Work done by the gravitational force

[eoghan]

Hi there!
I'd like to calculate the work done by the gravitational force. I know the work is defined by the integration of a 1-form:
$$L=\int_\gamma \omega$$
where
$$\omega=F_xdx+F_ydy+F_zdz$$

This works fine in cartesian coordinates and I know how to integrate it, but what if I want to use spherical coordinates?
Then I'd have:
$$\omega=F_rdr+F_{\theta}d{\theta}+F_{\phi}{d\phi}=F_rdr$$
Suppose $$\gamma$$ is a curve defined in spherical coordinates (i.e. $$\vec\gamma=R(t)\hat r+\Theta(t)\hat\theta+\Phi(t)\hat\phi$$),
how do I integrate the 1-form along $$\gamma$$?

 

[jtbell]

$$\omega=F_rdr+F_{\theta}d{\theta}+F_{\phi}{d\phi}=F_rdr$$

No, you need to use the line element in spherical coordinates:

$$d \vec l = dr \hat r + r d\theta \hat \theta + r \sin \theta d\phi \hat \phi$$

so that

$$\omega = F_r dr + F_\theta r d\theta + F_\phi r \sin \theta d\phi$$

Now, what are $F_r$, $F_\theta$, and $F_\phi$?

 

[eoghan]

No, you need to use the line element in spherical coordinates:

$$d \vec l = dr \hat r + r d\theta \hat \theta + r \sin \theta d\phi \hat \phi$$

so that

$$\omega = F_r dr + F_\theta r d\theta + F_\phi r \sin \theta d\phi$$

Now, what are $F_r$, $F_\theta$, and $F_\phi$?

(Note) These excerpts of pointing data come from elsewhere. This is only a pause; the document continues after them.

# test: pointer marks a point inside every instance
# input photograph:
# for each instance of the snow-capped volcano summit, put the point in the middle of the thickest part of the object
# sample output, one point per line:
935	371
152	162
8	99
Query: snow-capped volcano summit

Then the integral is like this?

$$\int_\gamma \omega = \int_{t_0}^{t_1} \vec F \cdot\frac{d\vec l}{dt}dt=\int_{t_0}^{t_1} \left( F_r\frac{dr}{dt}+F_\theta r \frac{d\theta}{dt}+F_\phi rsin\theta\frac{d\phi}{dt}\right)dt$$

 

[MaxwellsDemon]

Wouldn't the work done when moving between two points in a gravitational field just be the difference between the potential energies at those two points? You'd really only need to worry about the up direction...or r in spherical polar coordinates...if the coordinate origin is the Earth's center.

 

[PJC01]

Hello! Great question. To calculate the work done by the gravitational force in spherical coordinates, we can use the same formula for work (L = ∫ω) but with the appropriate components of the force (F_r, F_θ, and F_φ) and differentials (dr, dθ, and dφ). So the integral would look like this:
L = ∫F_rdr + ∫F_θdθ + ∫F_φdφ
To evaluate each of these integrals, we would need to use the appropriate limits of integration for each coordinate (r, θ, and φ) along the curve γ. This may require some manipulation and substitution to get the limits in terms of t, the parameter along the curve. Once we have the limits, we can integrate each component separately and add them together to get the total work done by the gravitational force. I hope this helps! Let me know if you have any further questions.